What I learned from losing my dog

My fourteen-year-old dog Luna died last week.  She had been in failing health for two years and it was clear over the weekend she was suffering and it was time to let her go.

Bob and I cuddled her that last morning and fed her bits of cheese and told her how much we loved her and recounted her various adventures to her. I asked her to find our dogs that had gone before and my dad and sit in his lap once again.

She was confused but calm and we held her all the way through to the end, sobbing so hard I had to squint to see her take her last breath.
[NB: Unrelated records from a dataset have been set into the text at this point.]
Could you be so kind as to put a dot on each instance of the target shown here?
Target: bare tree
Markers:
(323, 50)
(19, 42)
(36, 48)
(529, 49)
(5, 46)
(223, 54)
I’ve mourned the loss of my dog BFF who had been by my side all these years. I’ve mourned the loss of her warm solid body and her cold nose and I’ve mourned the memories of her leaping through the Grand Forest and digging holes in the backyard and the first time she was in snow, how she ran through drifts so high all you could see where the tips of her black and silver ears.

I loved Luna full out. Truly unconditional love.

As I grieved for her, a small miracle happened. Within the fullness of the love I had shown Luna, I could feel this other scratchy thread weaving in and out. As I gently focused on it, I understood: this was the thread of where I had closed to love. To loving. And to being loved.

In the midst of all replaying all that unconditional love for Luna, I could physically feel where I had done the very opposite.

Flooded with the reality Luna was gone forever and someday myself and the people I loved would be too, I saw so clearly how simple my choice always is: please open to love.

I know I will fail at this a million times between now and my last breath but what a terrific thing to fail at – loving more. Closing my laptop and looking at my beloved when he tells me a story from his day.  Sitting on the porch with a neighbor and looking in her eye with my full attention instead of thinking of the work I need to get back to. Listening to my lovely daughter without trying to fix her. Slowing down to feel it and love it all.

And when Bob and I fight or my sister bugs me or I read the newspaper? Whoa, then I can really practice.

Love. Am I opening to it right now? Can I open a little more?  And if not, if I forget or I’m too pissed off or I ate too much sugar the night before, can I open to loving myself just for trying?

Thank you wily strong adorable Luna dog. You left me with quite a lot to practice. I am so grateful for your love. Godspeed dear one.

Click Here to Leave a Comment Below

Linda S. Williams - December 12, 2018

Jen, I recently lost a dog we had taken over from a friend… looked a lot like yours. We only had him for 7 months (he was 7 years old) before he died of Kidney Failure. The Vet prepared him enough to go home and be with us when he passed. It was so difficult. I never fell so deeply in love with a creature so quickly. We were both struggling with the loss and weren’t getting over it very quickly. But…. we decided to rescue another dog whom we met at the Shelter, along with a 7month old kitten as a companion to our older cat. We still tear up over Skyler, and miss his hugs and licks and enthusiasm, but the new dog, a bit bigger, and a mix, has cheered us up. We know he needs us as much as we need him. And found out we could take the risk again, and it’s okay. My heart aches for you, but you have addressed it well. Love and hugs to you!

Nancy - March 8, 2019

Putting my 17 yr. old Maltese, Sugar Baby, to sleep was the hardest think I ever had to do. She had been suffering with slow kidney failure, but when she started going into congestive heart failure, I knew it was time… just as the vet had told me I would know the right time. I had a friend go with me for her last vet visit. I grieved much harder than I thought I would. I’m an older, working single, and she was my roommate and companion. Having her really changed me as a person… for the better. I work full-time, and travel for work, so I can’t get another dog while I’m working (can’t afford one!) But I house-sit/pet sit for extra money on the weekend, and I live in a condo complex that has a lot of small dogs I can love on. When I retire in November, I will have to work p/t, so I’m thinking of pet-sitting.